Why hide your light under a bushel?
CNBC’s ‘Mad Money’ Jim Cramer is certainly not my favourite business TV presenter (too much shouting!) But for once he had something interesting to say, slipped in during quiet markets at year-end. ‘You may not be a technician but you need to know what the charts are saying and you need to know how to read the internals to verify a real move or a phony one’.
Nice to hear a Harvard graduate and ex-hedge fund manager admit to using anything other than economic fundamentals and balance sheets. Also telling that he, like Goichi Hosoda of Ichimoku cloud chart fame, draws parallels between charts and hunting prey. While talking on the subject I have been heard saying, ‘charting is like tracking an animal; you are looking at footprints to work out where the price has been and is going’. Of charts Mr Cramer says ‘you must consider them as if they are footprints at a scene of a crime. These footprints trace out what big money managers might be doing with their buying and selling of stocks’.

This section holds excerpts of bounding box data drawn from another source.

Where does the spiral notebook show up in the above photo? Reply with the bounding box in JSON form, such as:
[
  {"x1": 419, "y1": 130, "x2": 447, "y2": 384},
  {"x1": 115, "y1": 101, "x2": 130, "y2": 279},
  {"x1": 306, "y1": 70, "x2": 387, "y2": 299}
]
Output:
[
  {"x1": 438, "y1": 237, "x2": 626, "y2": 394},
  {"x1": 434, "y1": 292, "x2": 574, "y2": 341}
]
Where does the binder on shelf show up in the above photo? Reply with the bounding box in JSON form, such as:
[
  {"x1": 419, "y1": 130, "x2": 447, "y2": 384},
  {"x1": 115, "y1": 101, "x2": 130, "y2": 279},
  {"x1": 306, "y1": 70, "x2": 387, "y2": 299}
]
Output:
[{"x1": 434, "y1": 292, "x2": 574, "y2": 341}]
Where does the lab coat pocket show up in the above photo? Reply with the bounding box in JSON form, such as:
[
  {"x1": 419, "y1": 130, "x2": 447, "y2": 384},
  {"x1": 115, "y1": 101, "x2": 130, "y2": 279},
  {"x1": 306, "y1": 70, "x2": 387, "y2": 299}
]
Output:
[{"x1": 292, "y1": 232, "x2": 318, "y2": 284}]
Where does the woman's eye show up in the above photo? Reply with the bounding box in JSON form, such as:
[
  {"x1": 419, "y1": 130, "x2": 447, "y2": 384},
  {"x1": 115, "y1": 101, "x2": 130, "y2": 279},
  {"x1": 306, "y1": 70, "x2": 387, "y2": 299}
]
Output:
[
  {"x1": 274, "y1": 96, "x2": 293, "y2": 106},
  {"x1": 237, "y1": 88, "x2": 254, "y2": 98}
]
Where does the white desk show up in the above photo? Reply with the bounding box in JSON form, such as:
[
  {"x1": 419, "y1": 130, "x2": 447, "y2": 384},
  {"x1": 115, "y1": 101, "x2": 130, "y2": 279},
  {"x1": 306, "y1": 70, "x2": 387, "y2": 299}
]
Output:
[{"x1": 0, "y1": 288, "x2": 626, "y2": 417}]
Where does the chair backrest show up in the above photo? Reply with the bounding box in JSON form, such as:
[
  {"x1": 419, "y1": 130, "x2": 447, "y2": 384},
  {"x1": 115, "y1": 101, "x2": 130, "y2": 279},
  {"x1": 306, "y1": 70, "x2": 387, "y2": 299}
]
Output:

In more Classic Dow Theory vein he agrees that the indices must confirm each other when they break out, and that comparing price action of an individual stock to that of its index is often a worthwhile exercise. As well as the usual stock market indices he uses ones based on ETFs, the SOX semiconductors, banking, and US housing ones.
He’s watching for good participation in a move, monitoring the number of stocks advancing compared to those declining, the ratio between shares setting new highs versus new lows, and the accumulation distribution line. To these he adds volume statistics, likening them to a lie detector, believing that light volume can tell investors whether a move is ‘real’ i.e. worth backing, or not.
He adds Relative Strength Index to his basic tool box because, ‘typically when a stock gets overbought it is ripe for a pullback…[often] after they have gotten too far away from their longer term trend line’. The inverse holds true and a stock might fall so far and is likely to snap back providing a terrific action point. Some stocks can defy gravity and oscillators for weeks, in which case he suggests one should, ‘strap yourself into a real moon shot’.
‘Powerful moves can, and often do, elude those who are only focused on the underlying companies and not the action of the stocks themselves’. If only more analysts would ‘fess up.